Nicholas Weaver, a senior researcher at the International Computer Science Institute, told the cybersecurity blog Krebs on Security that he believes it was possibly an attack “disguised as ransomware.”
“I’m willing to say with at least moderate confidence that this was a deliberate, malicious, destructive attack or perhaps a test disguised as ransomware,” he added.
Analysts were split on that theory, however.
How to fight the malware
Meanwhile, no kill switch has been found for Petya/NotPetya. Serper’s fix can rescue some individual machines.
To implement the fix, users should create a file called Perfc in the C:\Windows directory but without the file extension DLL that the malware contains. When the malware encounters the file, it’s tricked into quitting, stopping the encryption.
Serper was surprised that the fix worked. He was on vacation in Israel when the attack began, he told ABC News by phone Tuesday.
“I had, like, three hours earlier where I had nothing to do, and I started reverse-engineering that malware,” he said.
He modified the malware in his parents’ living room as they sat and watched TV, he added, and he later talked another researcher through the process while at a bar with friends.
A hero among cybersecurity workers
Seper has become a minor hero among cybersecurity workers after posting his method on Twitter. “I even got 35 job offers,” he said.
But he warned that the fix is only partial and could quickly be circumvented. “This only stops this current outbreak,” he said. “If there will be another outbreak like WannaCry, where they had several waves of these attacks, they will probably change the name of the DLL, or they might as well change how the function works.”
Who’s been affected
The attack spread rapidly Tuesday, hitting some of the world’s largest companies, including Danish shipping giant Maersk, the French multinational construction materials firm Saint-Gobain and U.S. pharmaceutical firm Merck & Co.
The top five countries affected by the ramsomware are Ukraine, the United States, Russia, France and the U.K., according to Symantec.
There are questions about why the attack disproportionately hit Ukraine and Russia.

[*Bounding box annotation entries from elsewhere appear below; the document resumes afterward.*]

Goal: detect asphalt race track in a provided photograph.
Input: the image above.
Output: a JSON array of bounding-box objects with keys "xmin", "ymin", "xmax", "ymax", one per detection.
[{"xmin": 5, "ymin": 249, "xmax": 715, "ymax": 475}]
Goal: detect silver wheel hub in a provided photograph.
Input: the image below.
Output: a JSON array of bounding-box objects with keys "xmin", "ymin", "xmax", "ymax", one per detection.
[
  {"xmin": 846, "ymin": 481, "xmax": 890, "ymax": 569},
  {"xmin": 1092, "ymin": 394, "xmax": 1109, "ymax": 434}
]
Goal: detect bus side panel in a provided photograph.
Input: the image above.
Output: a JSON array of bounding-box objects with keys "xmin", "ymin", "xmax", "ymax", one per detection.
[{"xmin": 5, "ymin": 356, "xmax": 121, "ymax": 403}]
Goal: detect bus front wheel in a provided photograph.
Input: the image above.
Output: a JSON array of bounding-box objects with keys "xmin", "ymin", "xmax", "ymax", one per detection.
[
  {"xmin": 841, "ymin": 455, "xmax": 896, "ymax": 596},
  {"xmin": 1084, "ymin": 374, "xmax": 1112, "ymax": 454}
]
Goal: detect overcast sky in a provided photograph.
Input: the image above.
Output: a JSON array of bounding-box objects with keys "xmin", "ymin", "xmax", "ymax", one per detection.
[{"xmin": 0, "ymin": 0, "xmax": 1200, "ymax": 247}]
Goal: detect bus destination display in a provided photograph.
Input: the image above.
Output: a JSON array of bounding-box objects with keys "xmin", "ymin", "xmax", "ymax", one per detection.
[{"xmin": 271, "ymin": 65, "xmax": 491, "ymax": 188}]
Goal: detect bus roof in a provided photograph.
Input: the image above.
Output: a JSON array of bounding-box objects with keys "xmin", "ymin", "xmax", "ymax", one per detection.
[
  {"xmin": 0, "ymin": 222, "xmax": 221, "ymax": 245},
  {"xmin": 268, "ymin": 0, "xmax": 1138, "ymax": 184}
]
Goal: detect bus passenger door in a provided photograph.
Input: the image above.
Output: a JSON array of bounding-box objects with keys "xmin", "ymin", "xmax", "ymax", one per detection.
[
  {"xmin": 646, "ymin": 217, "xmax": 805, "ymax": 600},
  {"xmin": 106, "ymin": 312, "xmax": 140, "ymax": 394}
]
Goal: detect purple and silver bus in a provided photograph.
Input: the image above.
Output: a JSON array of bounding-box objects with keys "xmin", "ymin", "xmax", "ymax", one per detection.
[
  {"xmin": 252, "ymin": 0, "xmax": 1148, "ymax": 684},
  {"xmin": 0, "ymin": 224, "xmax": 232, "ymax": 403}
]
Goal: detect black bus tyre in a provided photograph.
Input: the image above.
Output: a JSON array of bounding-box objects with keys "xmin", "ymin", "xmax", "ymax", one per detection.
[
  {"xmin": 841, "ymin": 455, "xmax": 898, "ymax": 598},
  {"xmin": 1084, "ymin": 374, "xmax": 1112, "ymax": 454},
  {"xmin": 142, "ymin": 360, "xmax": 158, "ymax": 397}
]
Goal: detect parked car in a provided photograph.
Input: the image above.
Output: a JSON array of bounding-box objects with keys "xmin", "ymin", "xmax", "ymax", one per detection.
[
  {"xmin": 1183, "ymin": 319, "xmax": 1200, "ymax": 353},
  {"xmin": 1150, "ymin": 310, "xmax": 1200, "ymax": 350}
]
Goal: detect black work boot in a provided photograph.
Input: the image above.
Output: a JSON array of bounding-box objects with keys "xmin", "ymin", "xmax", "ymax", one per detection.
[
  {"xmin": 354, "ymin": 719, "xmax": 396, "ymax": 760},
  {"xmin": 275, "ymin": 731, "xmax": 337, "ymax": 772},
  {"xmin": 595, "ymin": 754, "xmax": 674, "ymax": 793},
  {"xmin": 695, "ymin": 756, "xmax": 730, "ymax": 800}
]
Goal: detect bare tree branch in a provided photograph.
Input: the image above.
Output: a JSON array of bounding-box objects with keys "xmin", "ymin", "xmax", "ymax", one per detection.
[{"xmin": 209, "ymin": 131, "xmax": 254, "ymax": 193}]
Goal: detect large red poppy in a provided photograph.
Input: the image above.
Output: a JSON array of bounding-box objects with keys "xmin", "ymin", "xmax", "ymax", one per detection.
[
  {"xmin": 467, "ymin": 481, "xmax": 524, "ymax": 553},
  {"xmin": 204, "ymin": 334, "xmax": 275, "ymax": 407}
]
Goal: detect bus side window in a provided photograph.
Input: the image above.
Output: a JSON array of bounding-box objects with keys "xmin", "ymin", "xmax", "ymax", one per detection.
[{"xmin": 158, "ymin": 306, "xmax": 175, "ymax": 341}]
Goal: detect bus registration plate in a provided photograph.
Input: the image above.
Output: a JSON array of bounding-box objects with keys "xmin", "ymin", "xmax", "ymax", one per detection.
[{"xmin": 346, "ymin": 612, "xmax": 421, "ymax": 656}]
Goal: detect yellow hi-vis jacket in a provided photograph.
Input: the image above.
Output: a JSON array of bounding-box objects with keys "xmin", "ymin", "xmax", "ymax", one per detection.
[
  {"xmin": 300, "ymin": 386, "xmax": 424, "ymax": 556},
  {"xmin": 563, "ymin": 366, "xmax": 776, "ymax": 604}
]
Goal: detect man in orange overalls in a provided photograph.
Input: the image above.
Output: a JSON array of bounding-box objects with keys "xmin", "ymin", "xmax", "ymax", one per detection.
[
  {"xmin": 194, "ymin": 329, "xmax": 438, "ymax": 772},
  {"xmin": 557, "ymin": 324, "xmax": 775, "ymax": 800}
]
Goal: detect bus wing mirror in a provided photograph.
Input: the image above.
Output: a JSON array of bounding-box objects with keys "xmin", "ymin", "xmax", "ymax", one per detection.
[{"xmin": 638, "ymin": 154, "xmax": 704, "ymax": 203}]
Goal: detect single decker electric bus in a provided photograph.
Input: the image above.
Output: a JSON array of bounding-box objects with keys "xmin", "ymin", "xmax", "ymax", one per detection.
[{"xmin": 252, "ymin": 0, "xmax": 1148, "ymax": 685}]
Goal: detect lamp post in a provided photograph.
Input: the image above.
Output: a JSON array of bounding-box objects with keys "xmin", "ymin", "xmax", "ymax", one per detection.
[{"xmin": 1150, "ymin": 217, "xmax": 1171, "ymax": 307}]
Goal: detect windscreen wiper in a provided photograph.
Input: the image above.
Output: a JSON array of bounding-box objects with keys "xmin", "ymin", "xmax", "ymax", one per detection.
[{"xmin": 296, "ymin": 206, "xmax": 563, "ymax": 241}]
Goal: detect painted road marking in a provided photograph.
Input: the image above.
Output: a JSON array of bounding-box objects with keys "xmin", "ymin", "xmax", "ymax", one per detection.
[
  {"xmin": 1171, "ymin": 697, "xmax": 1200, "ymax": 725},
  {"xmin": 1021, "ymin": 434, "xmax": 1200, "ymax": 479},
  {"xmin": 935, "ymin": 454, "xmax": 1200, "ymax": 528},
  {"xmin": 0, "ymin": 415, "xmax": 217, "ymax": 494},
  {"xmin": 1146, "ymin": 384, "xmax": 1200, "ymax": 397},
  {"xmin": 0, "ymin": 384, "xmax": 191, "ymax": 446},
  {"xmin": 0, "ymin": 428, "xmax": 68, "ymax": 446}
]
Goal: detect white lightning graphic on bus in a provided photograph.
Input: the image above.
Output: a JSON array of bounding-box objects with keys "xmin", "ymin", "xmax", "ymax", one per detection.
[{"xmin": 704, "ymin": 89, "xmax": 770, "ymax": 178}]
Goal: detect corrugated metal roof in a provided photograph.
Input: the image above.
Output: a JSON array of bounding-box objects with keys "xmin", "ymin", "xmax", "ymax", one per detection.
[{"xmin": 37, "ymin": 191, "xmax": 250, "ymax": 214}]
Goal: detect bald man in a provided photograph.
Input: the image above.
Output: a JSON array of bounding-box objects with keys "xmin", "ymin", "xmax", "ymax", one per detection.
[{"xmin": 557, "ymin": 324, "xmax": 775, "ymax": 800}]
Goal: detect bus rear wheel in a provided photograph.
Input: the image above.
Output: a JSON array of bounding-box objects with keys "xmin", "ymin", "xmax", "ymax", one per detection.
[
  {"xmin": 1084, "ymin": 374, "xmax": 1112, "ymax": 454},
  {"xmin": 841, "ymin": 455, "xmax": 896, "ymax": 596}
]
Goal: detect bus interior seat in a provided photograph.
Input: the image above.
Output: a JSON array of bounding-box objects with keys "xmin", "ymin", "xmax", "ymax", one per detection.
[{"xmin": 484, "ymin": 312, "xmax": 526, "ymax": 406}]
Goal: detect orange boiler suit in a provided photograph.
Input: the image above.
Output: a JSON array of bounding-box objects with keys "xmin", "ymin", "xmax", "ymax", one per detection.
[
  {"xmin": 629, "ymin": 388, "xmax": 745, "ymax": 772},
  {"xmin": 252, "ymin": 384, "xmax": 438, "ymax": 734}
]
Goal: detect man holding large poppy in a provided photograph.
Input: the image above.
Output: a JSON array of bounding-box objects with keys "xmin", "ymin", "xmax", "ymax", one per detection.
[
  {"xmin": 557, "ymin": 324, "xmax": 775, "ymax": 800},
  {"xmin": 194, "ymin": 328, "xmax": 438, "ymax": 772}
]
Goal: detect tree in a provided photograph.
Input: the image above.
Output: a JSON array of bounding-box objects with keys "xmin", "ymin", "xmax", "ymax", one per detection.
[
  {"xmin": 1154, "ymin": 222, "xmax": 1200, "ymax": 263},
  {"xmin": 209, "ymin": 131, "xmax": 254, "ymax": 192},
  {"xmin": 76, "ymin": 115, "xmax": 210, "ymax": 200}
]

Russian cybersecurity firm Kaspersky Lab, which congressional sources told ABC News is itself under FBI scrutiny, found that about 60 percent of infections occurred in Ukraine. There, ATMs were frozen, people found cash desks at some supermarkets, and post offices were blocked.
Ukraine’s administrative Cabinet of Ministers said its office computers were hit, and a number of large banks, the state railway system, Kiev’s chief airport, an energy company and several telecom providers were reportedly struck.
Even radiation monitoring at the destroyed Chernobyl nuclear power station was affected, with technicians forced to carry it out manually after their Windows computers were locked, Ukraine’s government said.
Russian companies were also hit by the malware. The state-owned giant Rosneft tweeted that it suffered a major cyberattack around the time the ransomware outbreak was reported. The Russian business newspaper Vedomosti posted photographs of ransom screens sent by workers at another oil company, Bashneft, which Rosneft owns.
Group-IB, a Moscow-based cybersecurity firm, reported that at least 80 companies were hit in Russia and Ukraine. Russian steelmaker Evraz said its systems were affected, according to the state news agency RIA Novosti. The Russian branch of a pet food producer owned by the U.S.-based Mars candymaker also reported an attack.
Ukrainian officials were quick to blame the attack on Russia, whose hackers have been linked to serious cyberassaults on critical infrastructure in the country. Those did not involve ransomware, however, and it is unclear who was behind Tuesday’s attack.